This study was approved by Ethics Committee of Xinhua Hospital Affiliated to Shanghai Jiao tong University School of Medicine (approval number: XHEC-D-2020-148) and performed in accordance with the Declaration of Helsinki.
Patient’s selection
Patients with chronic LBBB by Strauss criteria[8], optimal medical therapy-refractory New York Heart Association (NYHA) class III to IV heart failure(HF) symptoms and a baseline left ventricular ejection fraction (LVEF, calculated by Simpson method) ≤ 35% were enrolled in Shanghai Xinhua Hospital from April 1, 2019 to June 1, 2020.
Patients were excluded if they had a history of previous valve intervention, end-stage renal disease, previous heart transplantation, left ventricular assist device, metastatic cancer, moderate or severe valve disease, life-expectancy less than 1 year.
All patients submitted written informed consent and demonstrated an understanding of LOT-CRT as a nonstandard approach to achieve physiologic pacing, and their data were analyzed prospectively.
Procedural Details
The RV defibrillator lead was first implanted in the RV to provide backup ventricular pacing should the patient develop transient complete atrioventricular block during the LBBAP lead placement. Subsequently, the LV lead was implanted in the standard fashion targeting sites with maximal LV delay. Then, LBBAP was performed using the Select Secure pacing lead. The fluoroscopy duration for the entire procedure, LBBAP lead implant and LV lead implant were separately recorded.
LBBAP lead implantation technique
As previously described [9-12], a Select Site C315 His sheath and a Select Secure 3830 pacing lead (Medtronic Inc, Minneapolis, MN, USA) were advanced to the implantation site. Right ventricular septal location for LBBAP is identified using the anatomical location and pacing localization in nine-grid system[13]. Once this site is identified, the pacing lead is advanced deep into the septum while monitoring unipolar pacing impedance, electrogram characteristics and paced QRS morphology.
Additionally, the lead orientation can be displayed in various projections. During the initial LBBAP lead fixation, if the lead torques back, it will mean that the lead and sheath are not oriented orthogonal to the RV septum. Generally, the sheath and the lead are oriented such that the lead is pointing towards 12-1 O’clock direction right anterior oblique 30° view and 2-3 O’clock direction in left anterior oblique 30° view[14].
In addition to fluoroscopic views, significant rise in unipolar pacing impedance above 900 Ohms would suggest that the lead is directing to an oblique direction and need re-oriented. If several attempts were made to achieve LBBAP, prior sites were tagged in the mapping system or fluoroscopic view to prevent re-engaging in the same site. Once the lead position was finalized, 1-2 ml of contrast was injected through the delivery sheath to visualize the septal wall and the approximate depth of the lead under left anterior oblique fluoroscopic view.
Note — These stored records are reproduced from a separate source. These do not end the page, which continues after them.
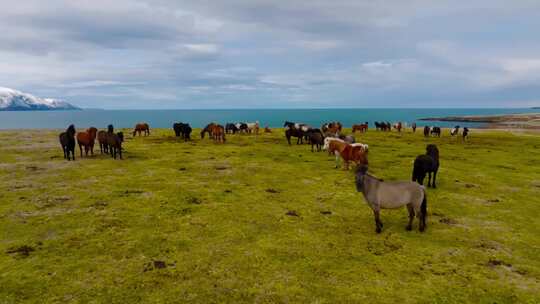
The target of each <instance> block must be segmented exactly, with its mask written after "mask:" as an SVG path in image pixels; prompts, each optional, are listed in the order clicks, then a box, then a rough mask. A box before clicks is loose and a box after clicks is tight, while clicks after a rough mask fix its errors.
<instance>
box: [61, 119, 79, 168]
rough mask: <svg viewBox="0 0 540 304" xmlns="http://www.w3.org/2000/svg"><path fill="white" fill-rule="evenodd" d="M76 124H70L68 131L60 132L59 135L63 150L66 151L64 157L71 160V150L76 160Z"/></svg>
mask: <svg viewBox="0 0 540 304" xmlns="http://www.w3.org/2000/svg"><path fill="white" fill-rule="evenodd" d="M75 132H76V131H75V126H74V125H70V126H69V127H68V128H67V130H66V132H62V133H60V135H59V136H58V138H59V140H60V145H62V150H63V151H64V159H67V160H71V158H70V156H69V152H71V156H72V157H73V160H75Z"/></svg>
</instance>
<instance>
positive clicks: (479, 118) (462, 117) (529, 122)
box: [419, 108, 540, 130]
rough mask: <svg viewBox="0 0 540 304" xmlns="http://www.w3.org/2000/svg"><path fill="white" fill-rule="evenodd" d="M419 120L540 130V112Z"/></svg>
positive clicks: (432, 117) (510, 128)
mask: <svg viewBox="0 0 540 304" xmlns="http://www.w3.org/2000/svg"><path fill="white" fill-rule="evenodd" d="M532 109H534V108H532ZM419 120H422V121H444V122H465V123H471V122H473V123H483V124H485V126H484V127H486V128H494V129H539V130H540V113H523V114H504V115H466V116H447V117H428V118H420V119H419Z"/></svg>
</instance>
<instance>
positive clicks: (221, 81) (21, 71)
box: [0, 0, 540, 109]
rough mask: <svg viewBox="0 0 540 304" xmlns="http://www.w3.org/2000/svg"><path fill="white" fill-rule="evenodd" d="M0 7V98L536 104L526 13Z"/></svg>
mask: <svg viewBox="0 0 540 304" xmlns="http://www.w3.org/2000/svg"><path fill="white" fill-rule="evenodd" d="M2 2H3V3H2ZM0 4H1V7H2V8H3V9H2V11H1V12H0V30H1V31H0V32H1V33H2V38H1V39H2V41H1V43H0V86H4V87H10V88H13V89H18V90H21V91H24V92H28V93H31V94H34V95H37V96H40V97H56V98H62V99H65V100H67V101H69V102H71V103H73V104H76V105H79V106H83V107H98V108H110V109H126V108H141V109H157V108H159V109H171V108H287V107H294V108H306V107H310V108H311V107H426V106H427V107H501V106H512V107H523V106H532V105H540V34H539V31H538V29H540V1H538V0H534V1H528V0H519V1H508V0H504V1H502V0H501V1H499V0H485V1H484V0H478V1H475V0H471V1H453V0H449V1H445V0H440V1H432V0H425V1H403V0H395V1H392V0H387V1H374V0H365V1H364V0H347V1H338V0H333V1H327V0H326V1H319V0H309V1H308V0H303V1H302V0H287V1H284V0H283V1H280V0H273V1H271V0H220V1H205V0H197V1H179V0H152V1H150V0H141V1H138V0H115V1H109V0H93V1H82V0H81V1H72V0H47V1H43V0H35V1H34V0H20V1H12V0H9V1H8V0H0Z"/></svg>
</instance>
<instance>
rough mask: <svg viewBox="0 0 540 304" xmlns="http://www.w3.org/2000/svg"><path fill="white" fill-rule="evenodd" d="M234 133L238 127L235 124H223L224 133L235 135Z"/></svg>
mask: <svg viewBox="0 0 540 304" xmlns="http://www.w3.org/2000/svg"><path fill="white" fill-rule="evenodd" d="M246 126H247V125H246ZM236 132H238V127H237V126H236V125H235V124H233V123H230V122H229V123H226V124H225V133H227V134H236Z"/></svg>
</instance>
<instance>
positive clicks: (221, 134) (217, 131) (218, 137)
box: [210, 124, 225, 143]
mask: <svg viewBox="0 0 540 304" xmlns="http://www.w3.org/2000/svg"><path fill="white" fill-rule="evenodd" d="M210 134H211V137H212V139H214V142H223V143H224V142H225V128H224V127H223V126H222V125H216V124H214V125H213V126H212V127H211V129H210Z"/></svg>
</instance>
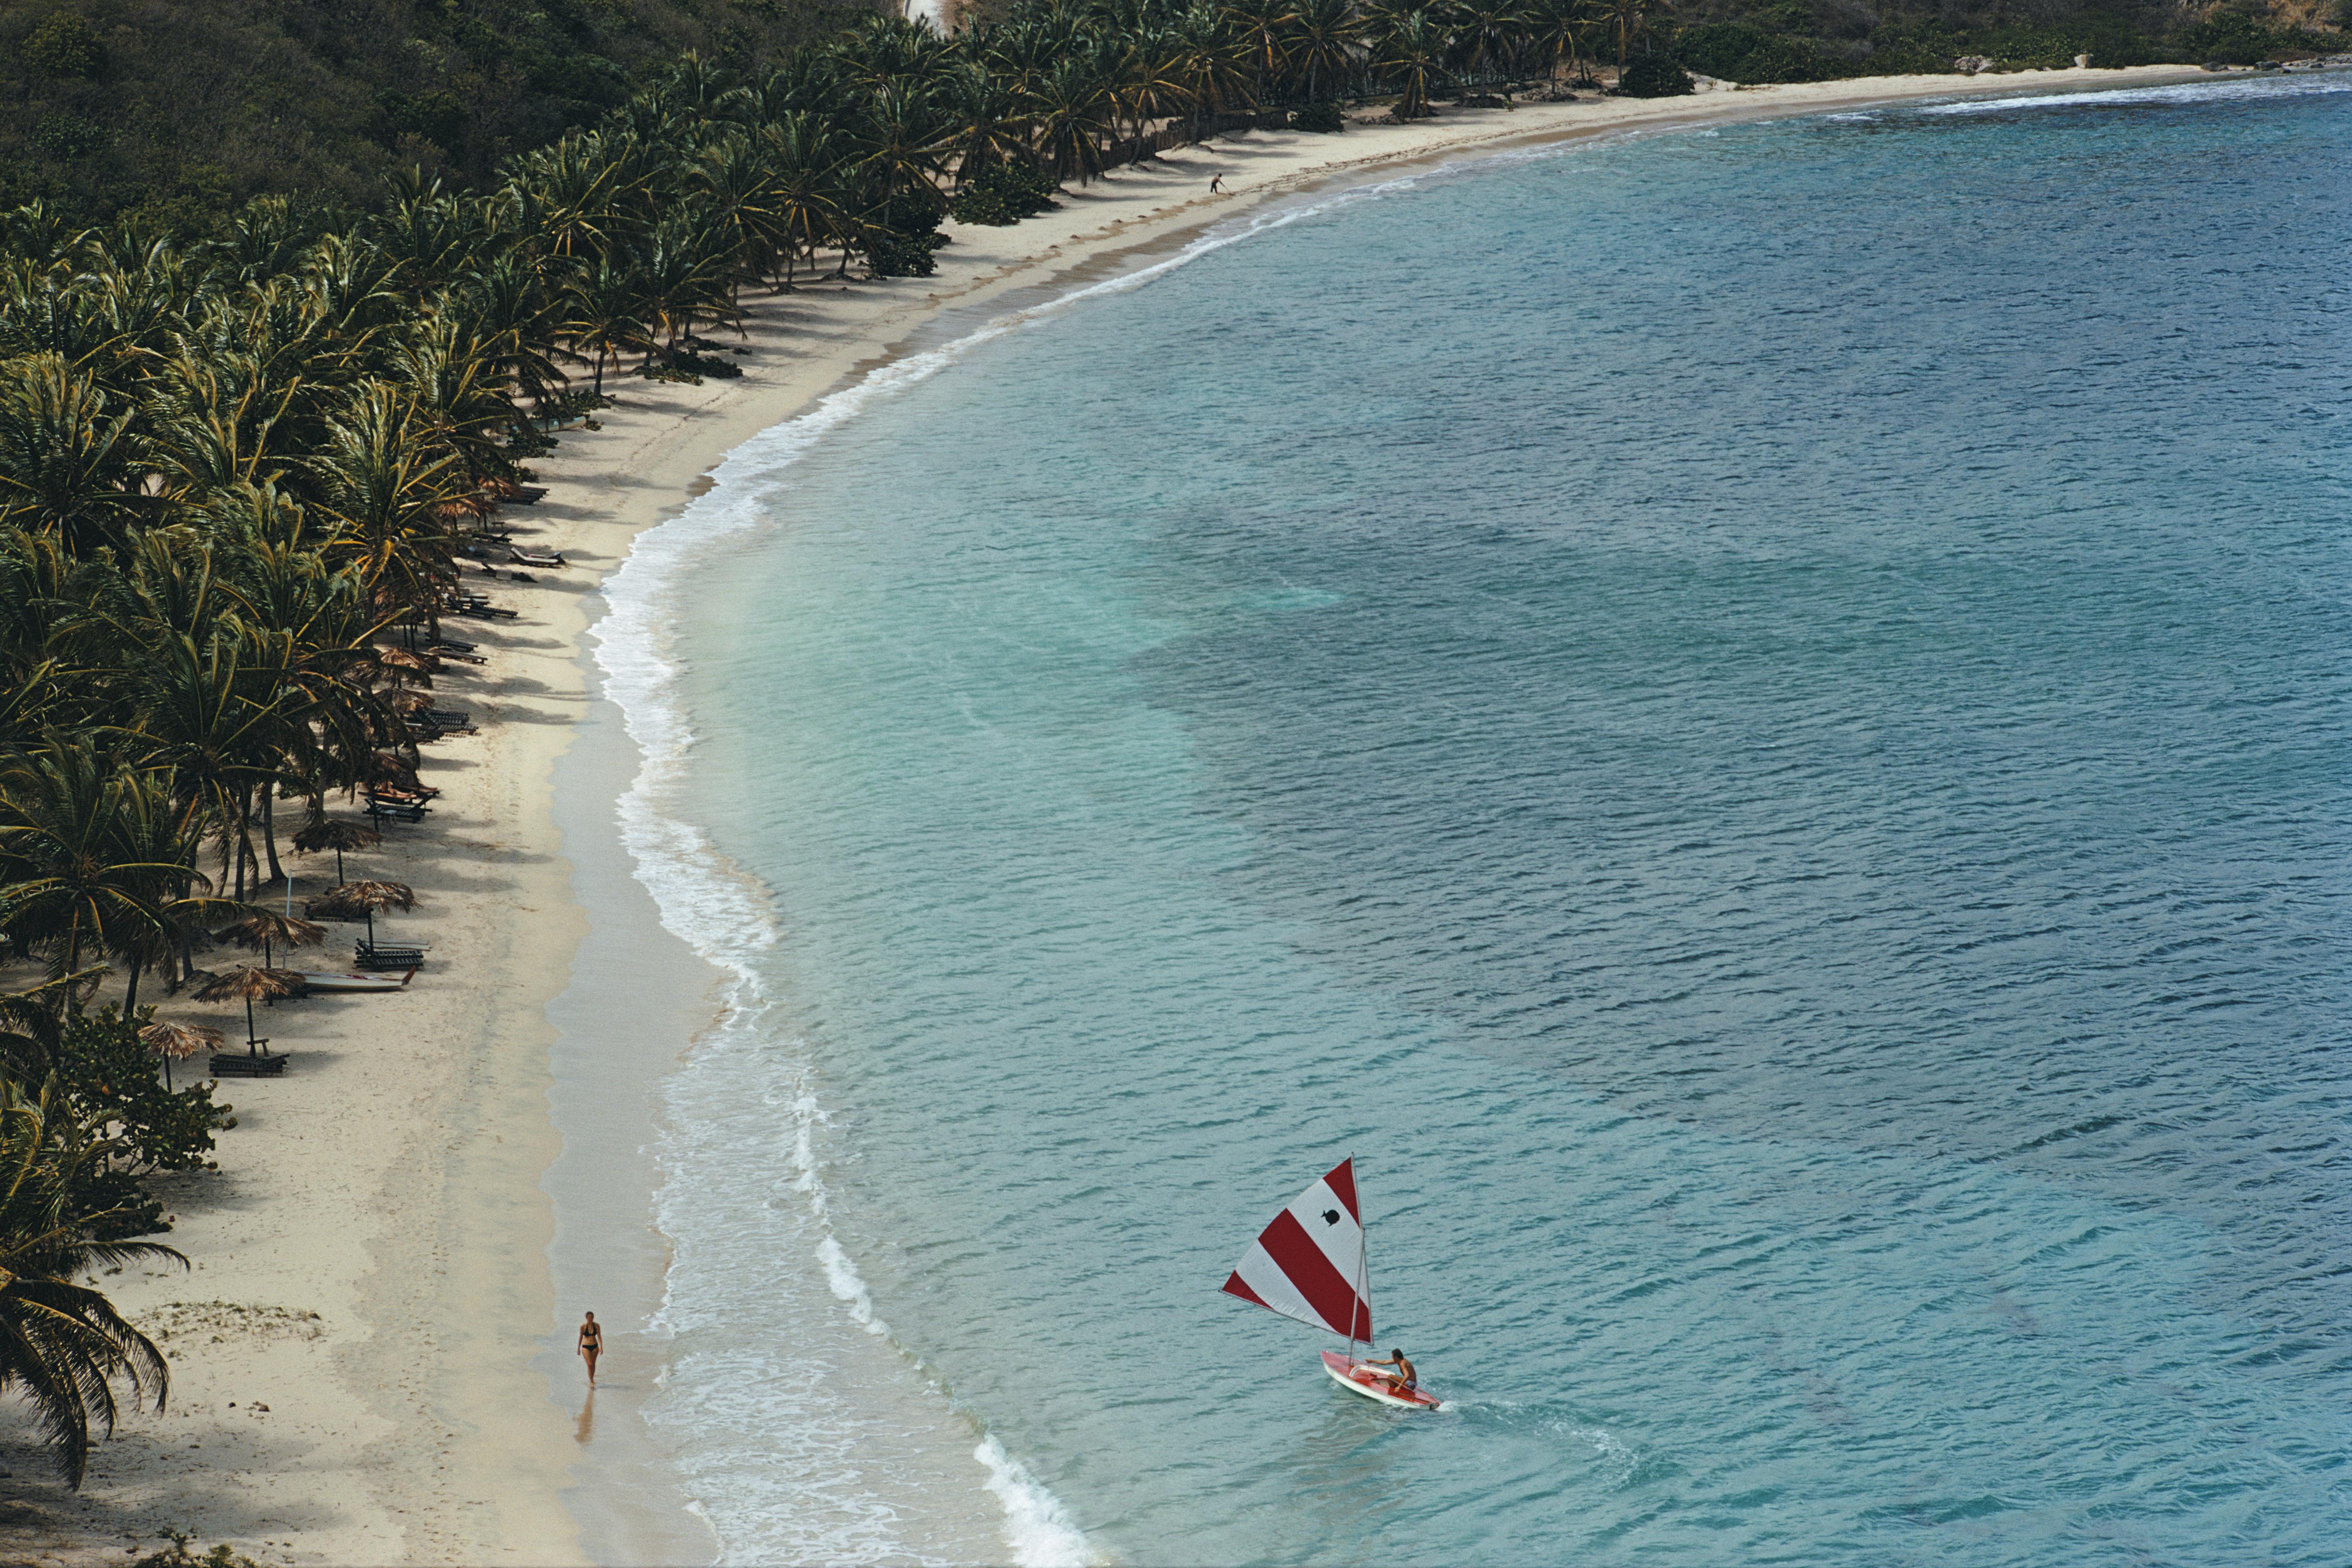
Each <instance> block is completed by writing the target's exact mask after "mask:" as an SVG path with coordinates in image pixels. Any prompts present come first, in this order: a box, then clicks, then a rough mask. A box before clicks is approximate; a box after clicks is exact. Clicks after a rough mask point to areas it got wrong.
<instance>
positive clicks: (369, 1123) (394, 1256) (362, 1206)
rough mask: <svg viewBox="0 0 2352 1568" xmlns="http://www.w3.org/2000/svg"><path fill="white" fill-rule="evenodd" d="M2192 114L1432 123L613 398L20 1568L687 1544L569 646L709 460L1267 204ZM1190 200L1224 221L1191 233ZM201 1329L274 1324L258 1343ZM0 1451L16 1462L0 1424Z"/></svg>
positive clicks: (2105, 75) (1801, 111) (272, 1020)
Device Connection and Programming
In patients with normal sinus rhythm undergoing CRT-defibrillators, the LBBAP lead was connected to the pace-sense portion of RV port and a bipolar LV lead in the LV port. The pace-sense portion of the spliced ICD lead (DF-1) was capped. In patients with normal sinus rhythm undergoing CRT-pacemakers (P), the LBBAP lead was connected to the RV port and the LV lead to the LV port.
Implant Measurements
The pacing output required to maximally narrow the QRS (BBB correction threshold) and LBB capture threshold (without BBB correction) was assessed and recorded at a pulse width of 1.0 ms. The QRSd at baseline, during LBBAP, BVP (via RV defibrillator lead, when available) and LBB-Optimized LV pacing were measured on the EP recording system at 100 mm/s. The interval from the onset of QRS to the maximal deflection of LV electrogram (LVAT) during native LBBB pacing and during LBBAP was documented.
Clinical follow-up
Patients were seen for routine clinical follow-up at standard time periods (every 3 months). Functional status was assessed by NYHA classification. Device thresholds were checked and adjusted as needed to maximize battery longevity. The pacing threshold, impedance and R wave amplitude were measured. According to previous literature[15], the high pacing threshold was defined as pacing threshold over 2.5 V/0.4 ms, increased threshold over 1.0 V compared with the baseline after the procedure and at follow-up. Echocardiographic indices, including LVEF, LV end-diastolic dimensions, pulmonary artery systolic pressure were recorded pre-implant and at follow-up.
Statistical analysis
Continuous variables were given as mean ± SD or median. Paired comparisons were made using a Student t test if the data were normally distributed, and with the Wilcoxon signed-rank test for nonparametric data. Paired categorical data (NYHA functional class) were compared using the Wilcoxon test. P ≦ 0.05 was considered significant.